弥生後期の青銅鏡、大阪・和泉市で発掘 播磨や摂津と交易か

和泉市の惣ケ池遺跡で発掘された弥生時代後期の青銅鏡(同市教委提供)
和泉市の惣ケ池遺跡で発掘された弥生時代後期の青銅鏡(同市教委提供)

和泉市教委は、同市鶴山台の惣ケ池遺跡(一部が市指定史跡)の調査で、近畿最古級の弥生時代後期(約2千年前)の青銅鏡を発掘したと発表した。泉州地域でこの時期の青銅鏡が見つかるのは初めて。市教委は「物資や技術が伝わる当時のルートを考えるうえで貴重な史料となる」と話している。

大きさは直径6・4センチ、厚さ0・1センチ程度。中国から渡ってきた前漢鏡をまねて日本で作られた「小形仿製鏡(ぼうせいきょう)」で、漢字を模した文様が施されている。

小形仿製鏡は九州北部で多く見つかり、近畿では大阪府北部の摂津、兵庫県南部の播磨地域で出土例がある。これら地域と交流、交易していた可能性も考えられるという。

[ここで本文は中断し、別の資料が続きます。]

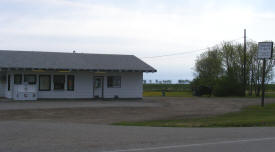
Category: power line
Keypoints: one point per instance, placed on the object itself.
(187, 52)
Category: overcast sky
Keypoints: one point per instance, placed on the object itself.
(140, 27)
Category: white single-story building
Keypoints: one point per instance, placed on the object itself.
(31, 75)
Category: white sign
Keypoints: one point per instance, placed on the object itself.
(265, 50)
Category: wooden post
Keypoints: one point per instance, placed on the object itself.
(263, 81)
(244, 63)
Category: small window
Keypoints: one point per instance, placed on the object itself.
(17, 79)
(59, 82)
(114, 82)
(70, 82)
(30, 79)
(44, 82)
(9, 82)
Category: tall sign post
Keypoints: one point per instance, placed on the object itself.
(265, 51)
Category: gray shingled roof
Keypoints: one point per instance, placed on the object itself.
(71, 61)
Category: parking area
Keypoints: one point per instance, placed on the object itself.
(106, 112)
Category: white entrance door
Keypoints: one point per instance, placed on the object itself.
(98, 86)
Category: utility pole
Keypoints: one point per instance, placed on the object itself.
(263, 86)
(244, 63)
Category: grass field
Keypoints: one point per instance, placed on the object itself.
(248, 117)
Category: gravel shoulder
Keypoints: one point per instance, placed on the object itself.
(106, 112)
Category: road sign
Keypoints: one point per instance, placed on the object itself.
(265, 50)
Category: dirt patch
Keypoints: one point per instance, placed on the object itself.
(168, 108)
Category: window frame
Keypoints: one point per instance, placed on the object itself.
(108, 81)
(73, 83)
(50, 83)
(35, 81)
(20, 75)
(63, 83)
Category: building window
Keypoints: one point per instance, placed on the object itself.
(59, 82)
(114, 82)
(9, 82)
(70, 82)
(30, 79)
(17, 79)
(44, 82)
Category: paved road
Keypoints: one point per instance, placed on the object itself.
(74, 104)
(33, 136)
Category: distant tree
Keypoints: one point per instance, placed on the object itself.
(208, 67)
(221, 68)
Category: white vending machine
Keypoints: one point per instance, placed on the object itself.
(25, 92)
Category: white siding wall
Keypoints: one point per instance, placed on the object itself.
(131, 85)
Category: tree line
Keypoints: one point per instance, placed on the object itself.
(221, 69)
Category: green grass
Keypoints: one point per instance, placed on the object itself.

また竪穴住居の中には、中央部に炭や焼け土、通風用の溝を残したものがあり、鉄を加工した工房とみられる。同遺跡では、以前の調査で鉄の矢じりが出土しており、遺跡の集落内で鉄器生産を行っていた可能性が高まった。

11月20日まで「信太の森ふるさと館」でパネル展示を行う。